Skip to main content

Module cache

Module cache 

Source
Expand description

Result cache for AI inference, keyed (content_hash, model_id, params_version).

The key versions on both the model and its parameters, so a local model and a remote model — or the same model under different parameters — never collide on the same input text. Local results are deterministic and cacheable permanently for correctness; remote results are cached as a cost-saver. The cache itself does not distinguish the two — that policy lives in the caller.

The cache is an in-memory [foyer::Cache] with S3-FIFO eviction, the same crate the lookup and schema-registry caches use. A lookup is a memory op: cheap enough to gate the inference worker from the operator without doing the model call inline.

Structs§

AiCacheKey
Cache key.
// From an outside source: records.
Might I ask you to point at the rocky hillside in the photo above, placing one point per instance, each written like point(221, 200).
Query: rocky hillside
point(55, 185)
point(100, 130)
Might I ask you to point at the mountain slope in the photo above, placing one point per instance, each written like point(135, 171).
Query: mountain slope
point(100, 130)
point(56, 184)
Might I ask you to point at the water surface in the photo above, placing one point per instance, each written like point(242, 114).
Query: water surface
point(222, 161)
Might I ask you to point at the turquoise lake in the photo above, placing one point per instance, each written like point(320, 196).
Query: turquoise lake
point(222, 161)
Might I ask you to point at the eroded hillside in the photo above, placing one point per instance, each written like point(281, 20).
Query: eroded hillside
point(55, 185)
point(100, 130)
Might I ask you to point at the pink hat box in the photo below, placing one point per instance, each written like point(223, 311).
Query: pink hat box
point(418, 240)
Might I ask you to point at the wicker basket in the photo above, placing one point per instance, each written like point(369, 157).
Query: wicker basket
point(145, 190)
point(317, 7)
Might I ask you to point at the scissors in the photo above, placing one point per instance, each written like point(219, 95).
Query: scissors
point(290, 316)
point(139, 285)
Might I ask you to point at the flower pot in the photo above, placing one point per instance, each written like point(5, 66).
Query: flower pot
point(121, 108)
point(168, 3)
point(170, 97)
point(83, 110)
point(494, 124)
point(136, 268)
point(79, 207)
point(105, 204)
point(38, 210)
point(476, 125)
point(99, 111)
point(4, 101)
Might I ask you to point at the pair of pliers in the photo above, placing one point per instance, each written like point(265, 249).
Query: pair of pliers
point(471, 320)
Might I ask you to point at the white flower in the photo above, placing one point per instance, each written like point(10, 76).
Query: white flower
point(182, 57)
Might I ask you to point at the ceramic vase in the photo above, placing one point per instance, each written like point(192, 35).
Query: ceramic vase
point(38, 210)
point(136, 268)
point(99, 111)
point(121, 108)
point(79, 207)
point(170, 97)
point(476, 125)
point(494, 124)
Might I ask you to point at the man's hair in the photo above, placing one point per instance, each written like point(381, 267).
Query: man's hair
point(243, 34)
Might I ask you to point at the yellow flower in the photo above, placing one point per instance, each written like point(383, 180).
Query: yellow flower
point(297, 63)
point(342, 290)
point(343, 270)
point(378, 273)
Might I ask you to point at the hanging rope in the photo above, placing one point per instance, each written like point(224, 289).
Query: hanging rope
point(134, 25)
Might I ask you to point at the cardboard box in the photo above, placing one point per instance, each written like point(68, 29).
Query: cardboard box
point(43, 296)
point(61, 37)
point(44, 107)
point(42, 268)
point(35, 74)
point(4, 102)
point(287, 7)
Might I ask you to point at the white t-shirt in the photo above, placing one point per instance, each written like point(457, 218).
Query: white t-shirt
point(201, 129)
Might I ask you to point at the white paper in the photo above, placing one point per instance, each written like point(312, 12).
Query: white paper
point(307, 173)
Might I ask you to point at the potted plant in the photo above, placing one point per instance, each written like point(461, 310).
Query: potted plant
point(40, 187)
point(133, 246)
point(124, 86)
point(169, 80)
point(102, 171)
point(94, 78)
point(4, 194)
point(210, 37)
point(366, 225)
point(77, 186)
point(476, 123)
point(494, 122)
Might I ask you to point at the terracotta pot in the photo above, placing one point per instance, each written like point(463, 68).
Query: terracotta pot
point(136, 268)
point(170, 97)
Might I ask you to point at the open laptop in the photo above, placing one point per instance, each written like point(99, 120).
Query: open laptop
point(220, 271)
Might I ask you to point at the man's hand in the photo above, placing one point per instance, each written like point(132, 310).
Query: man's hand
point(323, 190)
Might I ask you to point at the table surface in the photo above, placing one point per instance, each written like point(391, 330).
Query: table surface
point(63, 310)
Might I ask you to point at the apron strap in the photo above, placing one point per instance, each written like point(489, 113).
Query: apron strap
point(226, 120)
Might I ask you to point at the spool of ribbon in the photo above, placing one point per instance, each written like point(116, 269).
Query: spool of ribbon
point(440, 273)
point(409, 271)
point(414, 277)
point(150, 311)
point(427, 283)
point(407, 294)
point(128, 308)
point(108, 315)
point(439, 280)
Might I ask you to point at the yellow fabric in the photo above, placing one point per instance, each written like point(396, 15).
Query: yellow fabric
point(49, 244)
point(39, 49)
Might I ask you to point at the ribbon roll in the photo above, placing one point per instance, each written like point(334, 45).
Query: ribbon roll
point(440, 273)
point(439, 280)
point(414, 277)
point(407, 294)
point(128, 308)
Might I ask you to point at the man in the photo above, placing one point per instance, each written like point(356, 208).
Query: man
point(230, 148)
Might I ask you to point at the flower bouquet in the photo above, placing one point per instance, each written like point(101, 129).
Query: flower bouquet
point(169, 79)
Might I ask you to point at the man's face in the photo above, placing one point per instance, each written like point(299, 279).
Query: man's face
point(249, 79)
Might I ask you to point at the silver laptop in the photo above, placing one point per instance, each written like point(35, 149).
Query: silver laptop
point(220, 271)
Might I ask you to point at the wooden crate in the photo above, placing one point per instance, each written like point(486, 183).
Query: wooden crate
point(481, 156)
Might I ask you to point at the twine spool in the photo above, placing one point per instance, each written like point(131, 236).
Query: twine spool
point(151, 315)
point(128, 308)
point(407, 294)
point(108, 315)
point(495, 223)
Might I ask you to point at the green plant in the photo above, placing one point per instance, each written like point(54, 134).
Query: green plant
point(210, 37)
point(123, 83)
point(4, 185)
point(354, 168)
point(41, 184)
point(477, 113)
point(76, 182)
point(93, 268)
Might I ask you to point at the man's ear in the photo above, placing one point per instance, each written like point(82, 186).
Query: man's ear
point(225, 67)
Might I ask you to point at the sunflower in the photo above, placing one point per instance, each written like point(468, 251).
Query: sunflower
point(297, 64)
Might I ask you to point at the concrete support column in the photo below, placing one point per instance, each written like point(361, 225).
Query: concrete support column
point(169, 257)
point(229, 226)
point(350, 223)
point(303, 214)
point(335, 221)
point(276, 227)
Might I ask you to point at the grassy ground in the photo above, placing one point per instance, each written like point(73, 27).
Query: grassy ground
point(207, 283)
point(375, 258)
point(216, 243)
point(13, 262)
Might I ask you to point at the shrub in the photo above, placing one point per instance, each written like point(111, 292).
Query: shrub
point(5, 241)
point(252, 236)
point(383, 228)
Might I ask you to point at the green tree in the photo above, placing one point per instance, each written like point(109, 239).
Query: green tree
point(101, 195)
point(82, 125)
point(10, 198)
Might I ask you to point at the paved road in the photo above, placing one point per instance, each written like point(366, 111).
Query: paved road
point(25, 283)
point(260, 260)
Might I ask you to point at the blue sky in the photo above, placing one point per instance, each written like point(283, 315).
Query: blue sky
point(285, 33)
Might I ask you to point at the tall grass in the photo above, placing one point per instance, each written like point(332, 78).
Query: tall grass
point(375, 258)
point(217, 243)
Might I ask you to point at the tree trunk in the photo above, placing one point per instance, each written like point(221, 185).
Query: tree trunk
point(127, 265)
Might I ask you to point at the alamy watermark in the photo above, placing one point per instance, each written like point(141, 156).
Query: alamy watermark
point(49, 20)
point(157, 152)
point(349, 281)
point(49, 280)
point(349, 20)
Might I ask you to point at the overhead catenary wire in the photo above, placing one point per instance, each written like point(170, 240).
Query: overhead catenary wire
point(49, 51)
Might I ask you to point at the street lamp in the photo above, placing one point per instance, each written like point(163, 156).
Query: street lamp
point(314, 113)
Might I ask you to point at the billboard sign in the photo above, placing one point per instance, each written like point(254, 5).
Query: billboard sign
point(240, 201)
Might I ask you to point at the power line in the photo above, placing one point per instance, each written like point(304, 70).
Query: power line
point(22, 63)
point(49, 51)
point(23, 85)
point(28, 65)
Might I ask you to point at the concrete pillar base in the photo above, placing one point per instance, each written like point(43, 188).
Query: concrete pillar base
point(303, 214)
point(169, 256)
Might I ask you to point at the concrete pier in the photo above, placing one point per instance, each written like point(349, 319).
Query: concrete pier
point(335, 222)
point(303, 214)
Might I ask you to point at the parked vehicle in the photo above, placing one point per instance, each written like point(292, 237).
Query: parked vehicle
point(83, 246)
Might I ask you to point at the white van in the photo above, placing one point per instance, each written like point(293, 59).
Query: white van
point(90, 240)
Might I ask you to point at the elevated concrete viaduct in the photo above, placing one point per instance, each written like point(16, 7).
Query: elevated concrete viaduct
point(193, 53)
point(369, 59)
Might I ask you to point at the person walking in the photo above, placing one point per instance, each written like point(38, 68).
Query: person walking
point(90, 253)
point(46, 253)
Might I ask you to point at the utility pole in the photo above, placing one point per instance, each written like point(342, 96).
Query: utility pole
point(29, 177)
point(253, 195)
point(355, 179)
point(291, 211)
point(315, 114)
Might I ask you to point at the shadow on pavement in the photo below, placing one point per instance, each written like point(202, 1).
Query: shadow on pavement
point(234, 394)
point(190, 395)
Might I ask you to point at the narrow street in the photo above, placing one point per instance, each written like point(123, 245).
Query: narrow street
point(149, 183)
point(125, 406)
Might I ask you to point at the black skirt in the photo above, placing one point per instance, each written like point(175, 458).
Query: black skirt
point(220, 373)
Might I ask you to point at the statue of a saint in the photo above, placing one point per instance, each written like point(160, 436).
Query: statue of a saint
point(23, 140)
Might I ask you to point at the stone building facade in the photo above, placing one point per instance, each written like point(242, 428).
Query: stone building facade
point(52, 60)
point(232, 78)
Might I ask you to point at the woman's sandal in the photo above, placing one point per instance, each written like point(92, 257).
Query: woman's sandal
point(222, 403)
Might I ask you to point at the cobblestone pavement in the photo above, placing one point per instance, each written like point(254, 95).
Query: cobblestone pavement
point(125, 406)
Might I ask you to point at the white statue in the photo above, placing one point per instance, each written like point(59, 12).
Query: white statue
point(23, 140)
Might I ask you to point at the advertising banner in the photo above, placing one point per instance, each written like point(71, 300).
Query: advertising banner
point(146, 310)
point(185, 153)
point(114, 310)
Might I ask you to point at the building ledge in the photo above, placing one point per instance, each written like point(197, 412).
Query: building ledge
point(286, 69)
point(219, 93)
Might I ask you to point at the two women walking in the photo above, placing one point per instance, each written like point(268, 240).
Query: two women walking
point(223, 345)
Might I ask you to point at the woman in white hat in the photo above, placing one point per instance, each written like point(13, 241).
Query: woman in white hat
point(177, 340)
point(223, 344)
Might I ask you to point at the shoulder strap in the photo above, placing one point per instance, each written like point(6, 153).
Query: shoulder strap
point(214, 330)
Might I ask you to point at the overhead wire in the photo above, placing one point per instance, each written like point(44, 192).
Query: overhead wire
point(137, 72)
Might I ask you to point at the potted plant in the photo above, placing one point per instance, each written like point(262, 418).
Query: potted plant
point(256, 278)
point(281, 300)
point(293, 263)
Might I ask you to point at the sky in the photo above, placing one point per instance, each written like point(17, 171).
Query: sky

All fields are Copy, so lookups need no allocation and no borrowed-key indirection.
AiResultCache
foyer-backed in-memory cache of per-row inference results.
AiResultCacheConfig
Configuration for AiResultCache.

Enums§

CachedOutput
One row’s cached inference output. Mirrors the per-row shape of crate::provider::InferenceOutputs but singular, since the cache is keyed per row of input.

Functions§

content_hash
xxh3-128 of the input content. Not cryptographic; a fast, collision-negligible key for a result cache.
params_version
A stable hash of the parameters that change a model’s output for the same input — currently the candidate label set. Computed once per batch (all rows in a batch share parameters), not per row.